Y combinator reported that developers using Copilot were 55% more productive and that about 40% of the code they checked in was AI-generated (and accepted without modification) . In other words, nearly half of new code for those users was written by AI by 2023. Such statistics underscored that AI assistance was not just a gimmick; it was becoming a mainstream productivity booster. Refer to: (95% AI-written code? Unpacking the Y Combinator CEO’s developer jobs bombshell - LeadDev)

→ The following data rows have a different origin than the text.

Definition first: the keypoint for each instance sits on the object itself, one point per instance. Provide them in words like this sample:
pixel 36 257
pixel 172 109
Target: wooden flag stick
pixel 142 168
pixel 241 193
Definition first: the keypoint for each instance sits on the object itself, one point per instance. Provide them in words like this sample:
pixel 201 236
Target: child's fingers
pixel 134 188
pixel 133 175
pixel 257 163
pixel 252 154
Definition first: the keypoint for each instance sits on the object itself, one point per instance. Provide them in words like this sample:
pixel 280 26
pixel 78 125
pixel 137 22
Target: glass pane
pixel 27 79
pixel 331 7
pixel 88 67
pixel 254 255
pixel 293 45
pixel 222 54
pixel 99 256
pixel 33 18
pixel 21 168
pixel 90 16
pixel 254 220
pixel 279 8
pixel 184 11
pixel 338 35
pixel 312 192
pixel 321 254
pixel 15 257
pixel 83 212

Throughout 2022 and 2023, other tech giants and startups introduced their own AI coding aids. Amazon CodeWhisperer and Google’s AI Codey (in Google Cloud) emerged as alternatives. Replit built an AI assistant into its cloud IDE. Open-source communities released models like CodeGen and PolyCoder, and later Meta’s Code Llama (2023) provided powerful code generation capabilities to all. Developers also started using general AI chatbots for coding help – when ChatGPT launched in late 2022 (based on GPT-3.5, then GPT-4 in 2023), programmers flocked to it for debugging advice, code review, and generating snippets on the side.

By mid-2023, asking ChatGPT “Why is my React state management buggy?” or “Write a Python script to parse this data” was normal. These chatbots were not integrated into editors by default, but they offered something new: deeper reasoning about code. A developer could paste an error trace or ask for design ideas, and models like GPT-4 would provide thoughtful analysis, not just boilerplate.

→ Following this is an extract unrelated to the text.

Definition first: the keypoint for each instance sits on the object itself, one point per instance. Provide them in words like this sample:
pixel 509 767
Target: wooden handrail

Crucially, the quality of AI-generated code improved over this period. Early on, models often produced incorrect or insecure code unless the prompt was very detailed. But each model iteration brought gains. By 2023, GPT-4 and Anthropic’s Claude (another large language model) could solve complex algorithmic challenges, generate unit tests, and even suggest architectural improvements. This convergence of improved code generation reasoning ability set the stage for a new kind of development workflow.

As YC Managing Partner Jared Friedman observed,

“with the release of new AI models that are better at coding, developers are increasingly using AI to generate code”. The concept of an “AI pair programmer” shifted from novelty to necessity for competitive developers.

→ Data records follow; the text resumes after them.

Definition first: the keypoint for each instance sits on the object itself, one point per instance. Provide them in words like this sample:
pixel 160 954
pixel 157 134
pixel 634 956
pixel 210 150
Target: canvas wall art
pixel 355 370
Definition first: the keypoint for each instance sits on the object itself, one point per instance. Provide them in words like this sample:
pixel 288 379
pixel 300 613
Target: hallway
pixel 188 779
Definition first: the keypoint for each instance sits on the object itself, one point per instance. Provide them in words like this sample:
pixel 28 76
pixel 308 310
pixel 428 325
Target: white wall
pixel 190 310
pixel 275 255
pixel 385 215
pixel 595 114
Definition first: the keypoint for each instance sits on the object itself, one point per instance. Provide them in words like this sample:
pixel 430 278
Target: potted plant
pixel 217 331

In summary, 2020–2023 saw AI transition from simply finishing your line of code to meaningfully collaborating on your project. By late 2023, many developers were treating AI as core parts of their toolkit (A quarter of startups in YC's current cohort have codebases that are almost entirely AI-generated | TechCrunch) – using autocompletion for routine code, leveraging chatbots for debugging and design advice, and drastically reducing the time needed to go from idea to working code. This evolution laid the groundwork for what came next: an explosion of AI-native development tools and new workflows embraced by the most cutting-edge software teams.

The AI-Native Coding Revolution (2024–2025)

Around 2024, a tipping point was reached. AI assistance in coding moved from early adopter phase to early majority, especially in startup ecosystems. Y Combinator’s Winter 2025 batch provides a striking example: a quarter of the startups in YC’s current cohort have codebases that are 95% AI-generated. In other words, these founders estimate that only 5% (or less) of their code is typed by human hands – the rest is produced by AI. And we’re not talking about non-technical founders who need AI because they can’t code. As Friedman emphasizes, these teams are led by “highly technical” people, fully capable of coding things themselves. Yet in 2024–2025, even great engineers are choosing to let AI do most of the coding work, because it’s faster and it frees them to focus on higher-level problems.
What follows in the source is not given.